Comment 2: How did the studies by Cheng et al., Peng et al., and Kopetz et al. differ in their methodologies and findings regarding the relationship between gut microbiome composition and response to immunotherapy in colorectal cancer patients (except the clinical trials)?

Answer:

We appreciate the request for further clarification. These details are outlined in the results section “Predictive taxonomic profiles of CRC patients in response to ICIs” on pages 15-21. To summarize:

Kopetz et al. observed shifts in the gut microbiome of CRC patients with dMMR and high MSI-H treated with ICIs, identifying lower abundances of Rothia and Rothia mucilaginosa in partial responders compared to those with progressive disease. This study served as part of the broader CheckMate 142 clinical trial series.

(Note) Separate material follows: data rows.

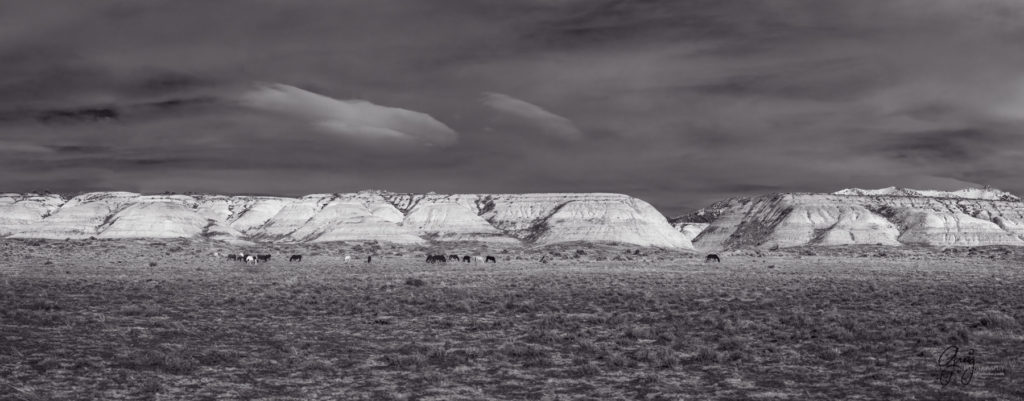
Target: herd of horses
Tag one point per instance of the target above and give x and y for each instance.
(253, 259)
(432, 259)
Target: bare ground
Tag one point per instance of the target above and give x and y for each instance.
(89, 320)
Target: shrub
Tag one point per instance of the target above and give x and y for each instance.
(996, 319)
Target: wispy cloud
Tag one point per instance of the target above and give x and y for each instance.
(361, 122)
(24, 147)
(548, 122)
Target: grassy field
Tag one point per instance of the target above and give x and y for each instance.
(108, 320)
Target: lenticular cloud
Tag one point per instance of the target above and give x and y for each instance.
(359, 121)
(550, 123)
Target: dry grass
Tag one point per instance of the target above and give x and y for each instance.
(98, 322)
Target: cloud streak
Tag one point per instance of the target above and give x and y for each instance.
(360, 122)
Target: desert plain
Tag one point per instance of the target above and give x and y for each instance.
(162, 319)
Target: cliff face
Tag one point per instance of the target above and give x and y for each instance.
(897, 217)
(401, 218)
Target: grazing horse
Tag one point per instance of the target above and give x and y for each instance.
(435, 259)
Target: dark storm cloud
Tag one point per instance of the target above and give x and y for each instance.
(680, 102)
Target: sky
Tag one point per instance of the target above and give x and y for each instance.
(680, 102)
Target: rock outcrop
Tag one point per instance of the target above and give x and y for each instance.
(400, 218)
(888, 216)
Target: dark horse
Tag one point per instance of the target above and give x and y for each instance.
(435, 259)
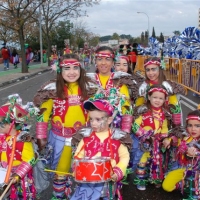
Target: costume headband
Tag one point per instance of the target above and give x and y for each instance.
(193, 117)
(158, 90)
(152, 62)
(122, 57)
(106, 55)
(66, 63)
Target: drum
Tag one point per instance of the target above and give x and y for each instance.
(95, 170)
(3, 172)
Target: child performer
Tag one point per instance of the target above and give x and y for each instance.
(98, 142)
(61, 104)
(188, 154)
(16, 151)
(54, 55)
(151, 130)
(154, 74)
(122, 64)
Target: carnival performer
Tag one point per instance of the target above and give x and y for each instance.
(15, 58)
(104, 77)
(154, 74)
(17, 155)
(54, 54)
(122, 64)
(187, 176)
(29, 54)
(100, 142)
(151, 131)
(61, 105)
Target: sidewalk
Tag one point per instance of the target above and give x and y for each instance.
(15, 75)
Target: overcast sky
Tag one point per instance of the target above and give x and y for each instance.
(121, 16)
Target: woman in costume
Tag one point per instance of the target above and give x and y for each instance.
(61, 105)
(54, 55)
(187, 176)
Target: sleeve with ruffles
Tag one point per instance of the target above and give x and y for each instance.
(48, 106)
(164, 129)
(124, 158)
(79, 151)
(28, 160)
(175, 109)
(124, 91)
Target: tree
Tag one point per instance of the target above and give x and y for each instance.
(79, 34)
(61, 32)
(153, 33)
(52, 10)
(16, 15)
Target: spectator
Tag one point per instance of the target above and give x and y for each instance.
(5, 54)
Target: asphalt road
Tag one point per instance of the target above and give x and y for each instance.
(27, 88)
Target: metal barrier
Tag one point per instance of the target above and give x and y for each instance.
(183, 71)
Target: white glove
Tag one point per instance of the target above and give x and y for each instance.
(168, 87)
(142, 89)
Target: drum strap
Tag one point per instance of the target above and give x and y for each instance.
(111, 152)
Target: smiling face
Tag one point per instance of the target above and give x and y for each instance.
(121, 65)
(157, 99)
(71, 73)
(193, 128)
(152, 72)
(104, 64)
(99, 120)
(4, 128)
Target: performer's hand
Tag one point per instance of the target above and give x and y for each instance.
(114, 177)
(41, 143)
(15, 178)
(166, 143)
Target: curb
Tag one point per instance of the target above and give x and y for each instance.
(23, 77)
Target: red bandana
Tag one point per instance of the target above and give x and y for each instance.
(66, 63)
(158, 90)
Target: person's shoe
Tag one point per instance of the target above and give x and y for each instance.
(141, 187)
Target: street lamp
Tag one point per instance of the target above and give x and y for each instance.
(148, 20)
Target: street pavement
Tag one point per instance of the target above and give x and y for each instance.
(26, 84)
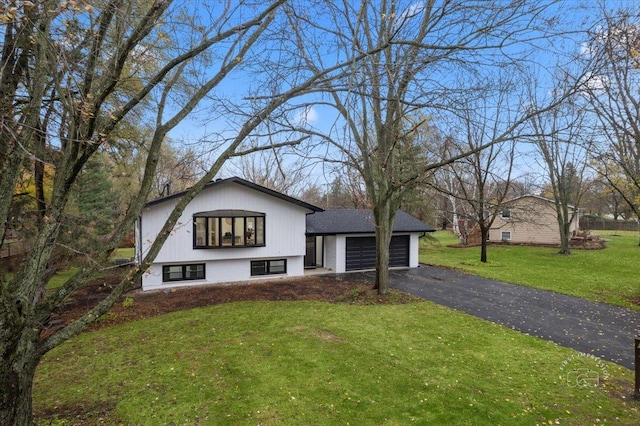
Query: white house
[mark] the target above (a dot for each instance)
(235, 230)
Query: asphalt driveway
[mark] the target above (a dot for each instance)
(593, 328)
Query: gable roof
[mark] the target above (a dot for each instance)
(245, 183)
(354, 221)
(536, 197)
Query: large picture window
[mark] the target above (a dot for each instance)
(228, 228)
(268, 267)
(194, 271)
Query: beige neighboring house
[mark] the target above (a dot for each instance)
(529, 219)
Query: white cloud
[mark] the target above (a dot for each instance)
(308, 116)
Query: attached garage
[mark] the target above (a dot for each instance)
(361, 252)
(347, 239)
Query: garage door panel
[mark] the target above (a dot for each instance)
(361, 252)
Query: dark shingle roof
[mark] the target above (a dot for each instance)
(354, 221)
(242, 182)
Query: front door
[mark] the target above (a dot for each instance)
(310, 254)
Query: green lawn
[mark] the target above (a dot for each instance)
(610, 275)
(301, 363)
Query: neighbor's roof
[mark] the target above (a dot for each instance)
(245, 183)
(355, 221)
(537, 197)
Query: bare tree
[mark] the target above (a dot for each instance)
(564, 143)
(615, 101)
(482, 179)
(80, 78)
(414, 48)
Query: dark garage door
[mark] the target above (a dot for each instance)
(361, 252)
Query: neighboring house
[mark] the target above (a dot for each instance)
(529, 219)
(344, 240)
(235, 230)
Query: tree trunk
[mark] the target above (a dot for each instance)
(16, 375)
(483, 244)
(384, 227)
(565, 239)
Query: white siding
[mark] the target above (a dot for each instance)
(330, 256)
(414, 250)
(285, 225)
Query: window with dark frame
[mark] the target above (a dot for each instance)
(268, 267)
(186, 272)
(228, 229)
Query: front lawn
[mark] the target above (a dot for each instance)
(300, 363)
(609, 275)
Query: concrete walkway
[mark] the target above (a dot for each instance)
(593, 328)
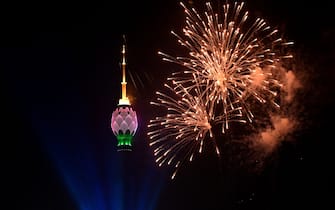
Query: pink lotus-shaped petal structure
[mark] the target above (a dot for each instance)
(124, 121)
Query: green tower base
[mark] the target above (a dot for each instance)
(125, 142)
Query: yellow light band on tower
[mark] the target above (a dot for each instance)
(124, 99)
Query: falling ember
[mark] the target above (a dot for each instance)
(230, 69)
(230, 58)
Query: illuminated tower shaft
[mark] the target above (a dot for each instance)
(124, 99)
(124, 119)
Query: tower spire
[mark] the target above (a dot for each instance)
(124, 99)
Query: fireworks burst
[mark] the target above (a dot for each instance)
(232, 63)
(182, 131)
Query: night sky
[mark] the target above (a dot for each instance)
(60, 71)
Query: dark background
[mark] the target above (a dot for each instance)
(61, 59)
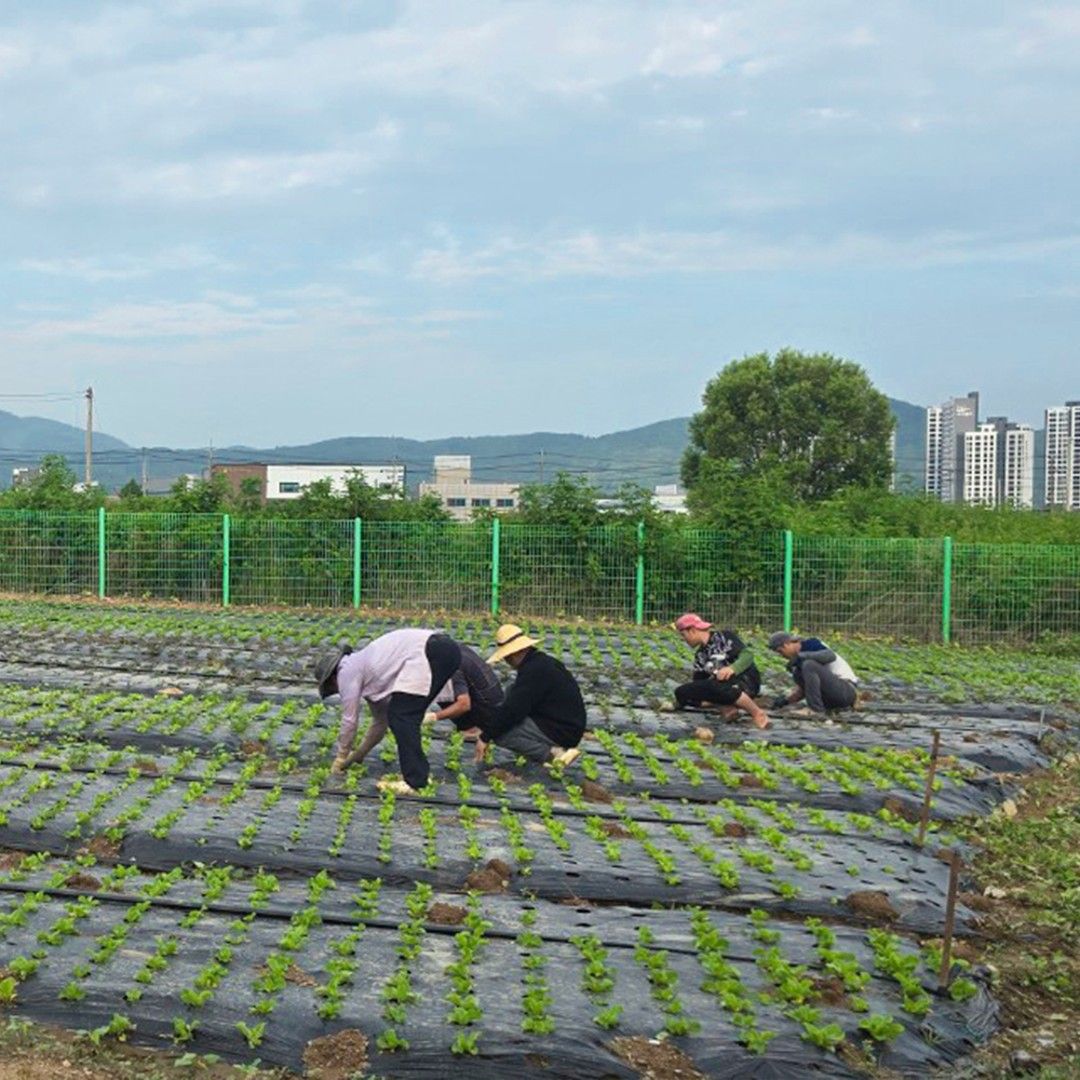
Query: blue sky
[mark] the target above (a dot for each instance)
(271, 221)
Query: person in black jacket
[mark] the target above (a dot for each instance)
(724, 671)
(543, 716)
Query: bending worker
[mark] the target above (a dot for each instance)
(821, 675)
(399, 675)
(543, 716)
(470, 698)
(724, 670)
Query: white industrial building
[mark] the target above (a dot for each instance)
(288, 481)
(460, 495)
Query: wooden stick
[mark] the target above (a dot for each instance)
(925, 817)
(954, 880)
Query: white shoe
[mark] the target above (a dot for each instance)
(395, 785)
(566, 757)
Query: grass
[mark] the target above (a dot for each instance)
(30, 1051)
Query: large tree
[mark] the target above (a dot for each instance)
(815, 422)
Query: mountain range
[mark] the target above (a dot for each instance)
(649, 455)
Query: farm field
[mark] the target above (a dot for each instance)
(179, 868)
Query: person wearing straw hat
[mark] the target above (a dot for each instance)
(543, 716)
(399, 675)
(724, 671)
(821, 675)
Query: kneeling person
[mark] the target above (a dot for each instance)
(724, 670)
(470, 698)
(821, 675)
(543, 716)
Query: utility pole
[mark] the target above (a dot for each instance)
(89, 473)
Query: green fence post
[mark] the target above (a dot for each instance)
(788, 559)
(225, 561)
(495, 564)
(947, 591)
(100, 552)
(639, 577)
(355, 561)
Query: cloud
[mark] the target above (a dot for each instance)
(95, 269)
(642, 254)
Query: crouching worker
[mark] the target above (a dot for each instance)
(724, 671)
(470, 698)
(399, 675)
(543, 716)
(821, 675)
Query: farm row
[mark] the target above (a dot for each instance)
(251, 649)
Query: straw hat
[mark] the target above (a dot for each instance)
(510, 639)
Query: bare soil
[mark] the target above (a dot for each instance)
(336, 1056)
(655, 1060)
(594, 793)
(494, 877)
(446, 915)
(872, 904)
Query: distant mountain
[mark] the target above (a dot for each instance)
(650, 455)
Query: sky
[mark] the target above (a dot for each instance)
(273, 221)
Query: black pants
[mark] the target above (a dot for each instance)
(712, 690)
(822, 688)
(405, 712)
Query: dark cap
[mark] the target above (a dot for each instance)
(326, 669)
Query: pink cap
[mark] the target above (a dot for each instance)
(691, 621)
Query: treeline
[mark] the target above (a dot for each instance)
(737, 504)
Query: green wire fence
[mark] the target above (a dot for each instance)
(919, 589)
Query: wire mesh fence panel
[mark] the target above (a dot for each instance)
(427, 565)
(548, 569)
(288, 561)
(48, 552)
(872, 585)
(1014, 592)
(738, 581)
(177, 556)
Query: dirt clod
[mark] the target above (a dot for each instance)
(82, 881)
(494, 877)
(594, 792)
(102, 847)
(831, 991)
(901, 809)
(975, 901)
(873, 904)
(446, 915)
(336, 1056)
(655, 1060)
(505, 775)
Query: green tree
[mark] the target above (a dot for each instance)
(567, 500)
(817, 421)
(53, 488)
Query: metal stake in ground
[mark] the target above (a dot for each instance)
(954, 880)
(925, 817)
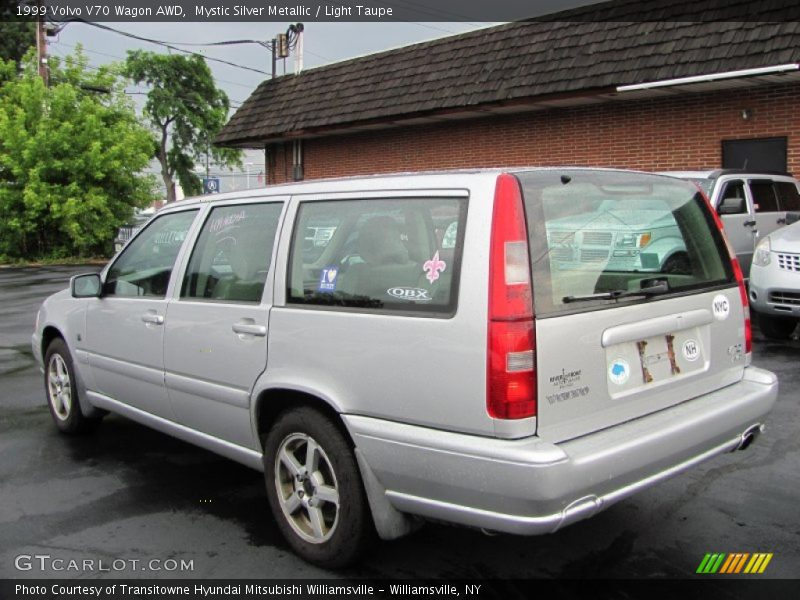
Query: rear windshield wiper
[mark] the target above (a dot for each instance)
(652, 290)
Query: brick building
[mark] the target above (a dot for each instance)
(675, 94)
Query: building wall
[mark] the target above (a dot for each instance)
(683, 132)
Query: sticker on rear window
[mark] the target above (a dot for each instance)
(721, 307)
(415, 294)
(327, 279)
(433, 267)
(619, 371)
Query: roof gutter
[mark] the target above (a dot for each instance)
(712, 77)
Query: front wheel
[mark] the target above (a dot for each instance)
(315, 490)
(776, 328)
(62, 392)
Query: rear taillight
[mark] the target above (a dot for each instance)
(511, 375)
(737, 272)
(748, 328)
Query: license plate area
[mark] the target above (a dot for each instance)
(654, 361)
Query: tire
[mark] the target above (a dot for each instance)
(318, 501)
(776, 328)
(62, 393)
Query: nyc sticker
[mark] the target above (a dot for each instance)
(433, 267)
(327, 279)
(721, 307)
(619, 371)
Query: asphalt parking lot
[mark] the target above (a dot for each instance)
(127, 495)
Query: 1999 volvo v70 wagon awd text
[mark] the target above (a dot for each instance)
(505, 350)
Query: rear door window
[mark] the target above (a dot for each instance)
(733, 200)
(396, 254)
(599, 233)
(145, 266)
(788, 195)
(764, 198)
(232, 256)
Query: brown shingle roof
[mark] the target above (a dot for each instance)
(505, 64)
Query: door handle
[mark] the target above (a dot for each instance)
(248, 327)
(151, 317)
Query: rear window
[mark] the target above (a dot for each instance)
(398, 255)
(601, 233)
(788, 194)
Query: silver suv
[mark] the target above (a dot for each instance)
(752, 204)
(775, 282)
(426, 354)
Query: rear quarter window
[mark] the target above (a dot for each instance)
(595, 232)
(397, 255)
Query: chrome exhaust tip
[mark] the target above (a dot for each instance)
(749, 436)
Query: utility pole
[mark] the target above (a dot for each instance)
(274, 58)
(41, 45)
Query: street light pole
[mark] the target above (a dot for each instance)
(41, 45)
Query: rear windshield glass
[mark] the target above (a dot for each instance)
(399, 254)
(603, 237)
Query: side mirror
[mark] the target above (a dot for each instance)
(88, 285)
(732, 206)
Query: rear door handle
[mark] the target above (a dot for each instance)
(249, 327)
(154, 318)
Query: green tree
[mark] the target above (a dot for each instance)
(71, 158)
(16, 35)
(187, 110)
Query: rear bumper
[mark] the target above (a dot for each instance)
(531, 486)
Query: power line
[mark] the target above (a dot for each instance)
(244, 85)
(166, 45)
(233, 103)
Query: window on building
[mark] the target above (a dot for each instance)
(759, 154)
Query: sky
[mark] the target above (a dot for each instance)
(324, 43)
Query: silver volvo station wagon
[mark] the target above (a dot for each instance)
(398, 348)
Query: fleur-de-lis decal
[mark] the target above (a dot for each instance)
(433, 267)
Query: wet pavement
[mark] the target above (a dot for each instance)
(128, 494)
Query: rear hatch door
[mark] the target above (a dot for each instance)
(637, 306)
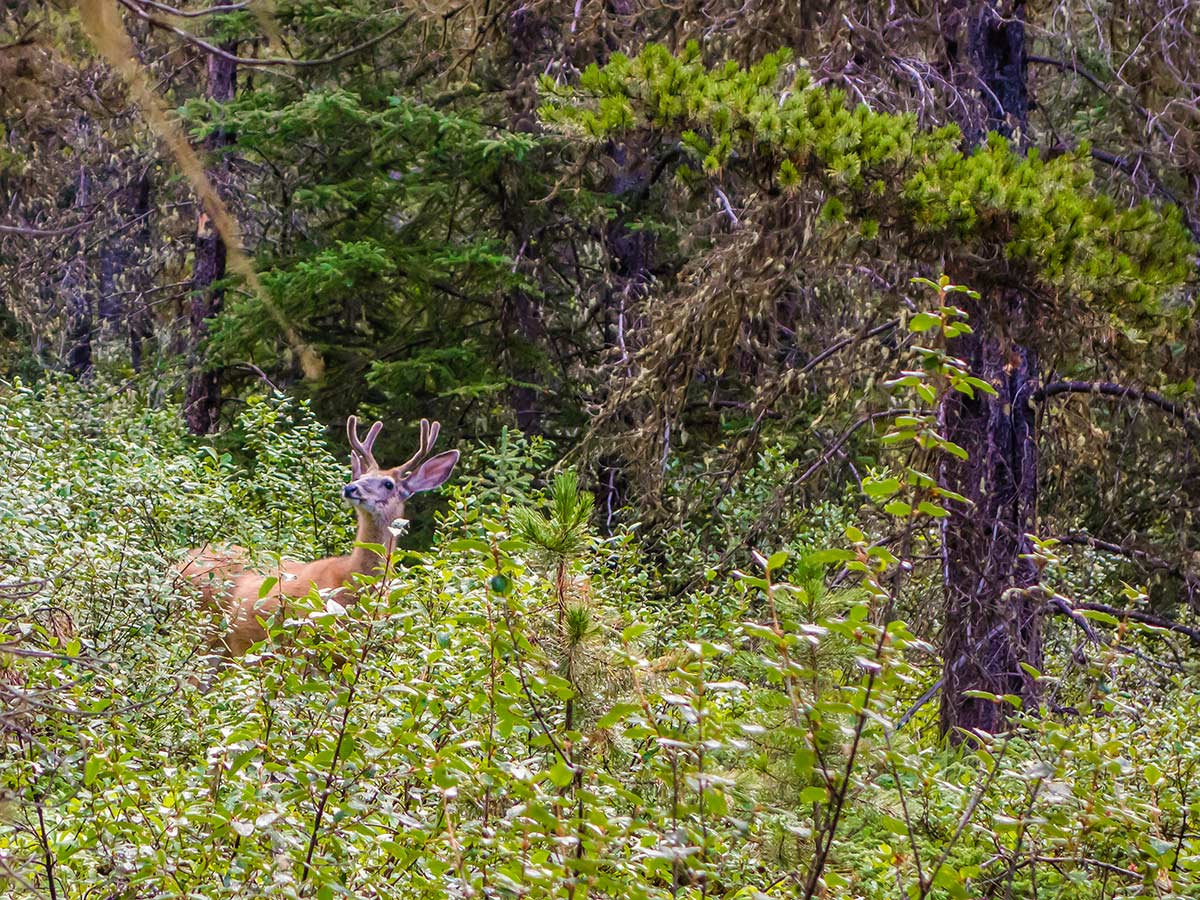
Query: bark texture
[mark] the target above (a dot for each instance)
(203, 400)
(991, 619)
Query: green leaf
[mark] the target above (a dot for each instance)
(561, 774)
(924, 322)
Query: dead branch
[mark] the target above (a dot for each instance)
(1186, 418)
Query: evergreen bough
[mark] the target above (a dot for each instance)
(893, 180)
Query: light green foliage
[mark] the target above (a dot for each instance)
(101, 492)
(880, 171)
(484, 724)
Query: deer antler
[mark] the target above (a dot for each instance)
(429, 437)
(361, 459)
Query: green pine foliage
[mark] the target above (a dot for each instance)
(388, 261)
(917, 189)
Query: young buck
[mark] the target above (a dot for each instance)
(228, 583)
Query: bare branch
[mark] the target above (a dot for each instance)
(1108, 389)
(255, 61)
(195, 13)
(1149, 559)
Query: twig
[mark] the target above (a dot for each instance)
(255, 61)
(1108, 389)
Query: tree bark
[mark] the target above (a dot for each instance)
(991, 622)
(203, 399)
(78, 295)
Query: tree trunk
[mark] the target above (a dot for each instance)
(203, 400)
(117, 304)
(137, 317)
(78, 295)
(991, 622)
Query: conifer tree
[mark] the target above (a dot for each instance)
(1048, 251)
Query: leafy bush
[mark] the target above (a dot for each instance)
(515, 712)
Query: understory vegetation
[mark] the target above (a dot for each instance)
(815, 505)
(526, 706)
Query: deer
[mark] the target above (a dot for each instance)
(229, 585)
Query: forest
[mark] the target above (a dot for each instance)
(802, 431)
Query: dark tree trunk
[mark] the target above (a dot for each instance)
(137, 317)
(203, 400)
(991, 622)
(119, 307)
(78, 295)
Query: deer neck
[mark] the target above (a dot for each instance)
(371, 531)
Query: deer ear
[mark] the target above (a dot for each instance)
(432, 473)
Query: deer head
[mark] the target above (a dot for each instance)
(382, 492)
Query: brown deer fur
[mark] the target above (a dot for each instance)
(228, 585)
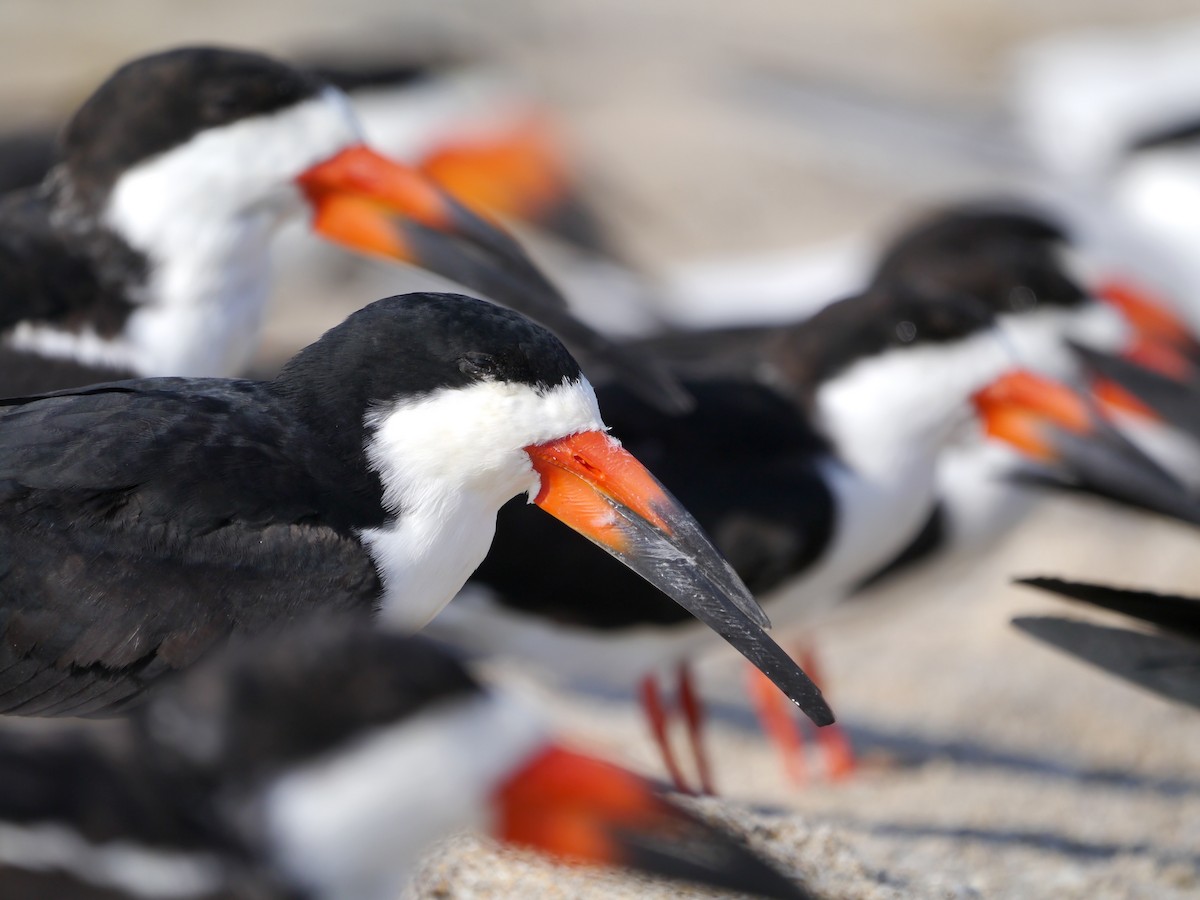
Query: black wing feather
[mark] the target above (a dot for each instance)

Pi et al. investigated the presence of different bacterial co-abundant gene groups between responders and non-responders to CRC ICIs. Responders with six months of progression-free survival demonstrated a high abundance of Akkermansia muciniphila. Conversely, non-responders were found to harbor different bacterial CAGs, including several Firmicutes and Bacteroides families.

Peng et al. implemented 16S rRNA gene sequencing in advanced-stage gastrointestinal cancer patients to identify differential abundant operational taxonomic units between responders and non-responders to ICIs. They found an abundance of Prevotellaceae, potentially predictive of disease stabilization, and active machine learning techniques identified Firmicutes taxa as top predictors for therapy response. Their research also confirmed a consistent correlation between Prevotella and Bacteroides.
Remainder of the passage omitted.